Philips places strong emphasis on sustainability, employee development, and inclusion, making it a top choice for students looking to build careers that make a difference.

Internship Overview

📌 Position: Quality Engineering Intern
📍 Location: San Diego, California, United States
⏱ Time Commitment: Full-time

This is not a typical shadowing role. You will work closely with engineers and professionals on real-time product development and quality initiatives that support life-saving medical devices.

Roles & Responsibilities

Contribute to quality system initiatives and support product development within a regulated medical device environment.
Assist in documenting and reviewing quality processes in alignment with ISO 13485 and FDA QSR standards.
Collaborate with multidisciplinary teams, including engineers, quality managers, and compliance officers.
Participate in root cause analysis and corrective/preventive actions (CAPA).
Support process improvement efforts aimed at reducing variability and enhancing manufacturing reliability.
Assist in updating risk management documentation and performing test validations.
Contribute to supplier quality reviews and documentation assessments.

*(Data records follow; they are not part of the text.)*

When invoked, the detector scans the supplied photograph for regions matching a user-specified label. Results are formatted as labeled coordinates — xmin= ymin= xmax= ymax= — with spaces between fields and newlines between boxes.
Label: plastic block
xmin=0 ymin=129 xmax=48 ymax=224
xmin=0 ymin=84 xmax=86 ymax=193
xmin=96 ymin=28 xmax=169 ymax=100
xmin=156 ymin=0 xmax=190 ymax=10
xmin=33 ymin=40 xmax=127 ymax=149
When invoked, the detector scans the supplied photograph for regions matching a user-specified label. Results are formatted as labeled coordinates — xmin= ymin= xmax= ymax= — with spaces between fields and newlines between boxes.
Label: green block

This role offers hands-on involvement in meaningful projects that directly impact Philips’ ability to deliver safe, effective healthcare solutions.

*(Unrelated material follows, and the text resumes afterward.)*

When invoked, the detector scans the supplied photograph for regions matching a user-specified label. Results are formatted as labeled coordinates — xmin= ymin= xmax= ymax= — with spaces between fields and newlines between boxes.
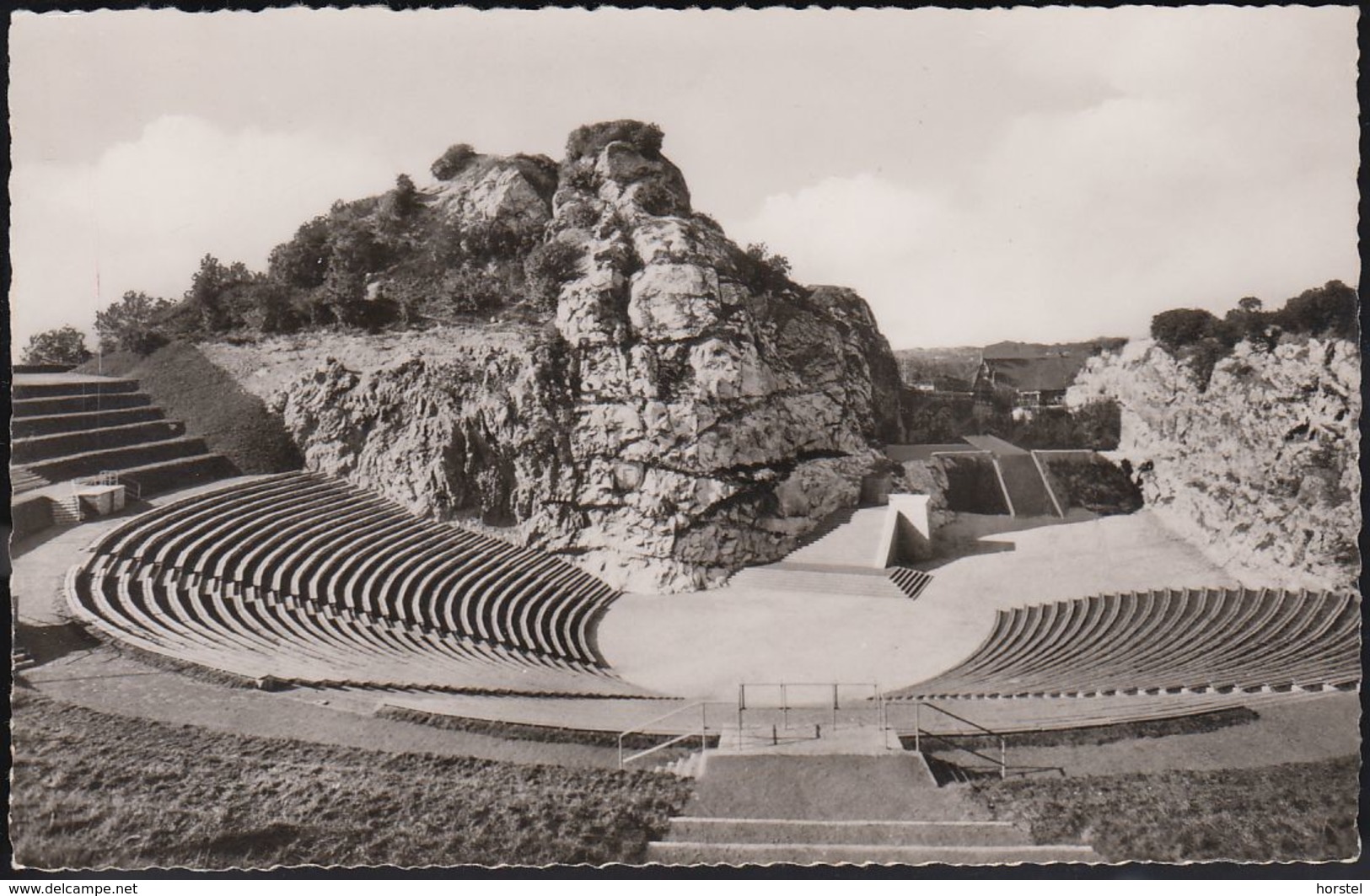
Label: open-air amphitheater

Qualifications & Eligibility

You must be currently enrolled in a Bachelor’s degree program in Engineering, preferably Biomedical, Mechanical, or Industrial Engineering.
Must have completed at least 2 years of coursework (sophomore or higher).
Previous internship, co-op, or academic project experience related to medical devices or quality systems is a plus.
Strong communication and analytical skills are required.
Must be detail-oriented and capable of working independently on assigned tasks.
Should have an interest in quality control, regulatory affairs, or product compliance.
Applicants must be legally authorized to work in the U.S. – no visa sponsorship will be provided.
Must either live in or be willing to relocate independently to San Diego, California.

Benefits & Perks

Competitive hourly compensation between $29.00 – $32.00/hour.
Work alongside global leaders in health tech innovation.
Mentorship from experienced engineers and managers.
Participation in team events, career development workshops, and networking opportunities.
Access to cutting-edge lab and testing environments used in regulated product design.
Chance to convert to a full-time position post-graduation based on performance and team needs.
Make a measurable impact on technologies that touch lives across the world.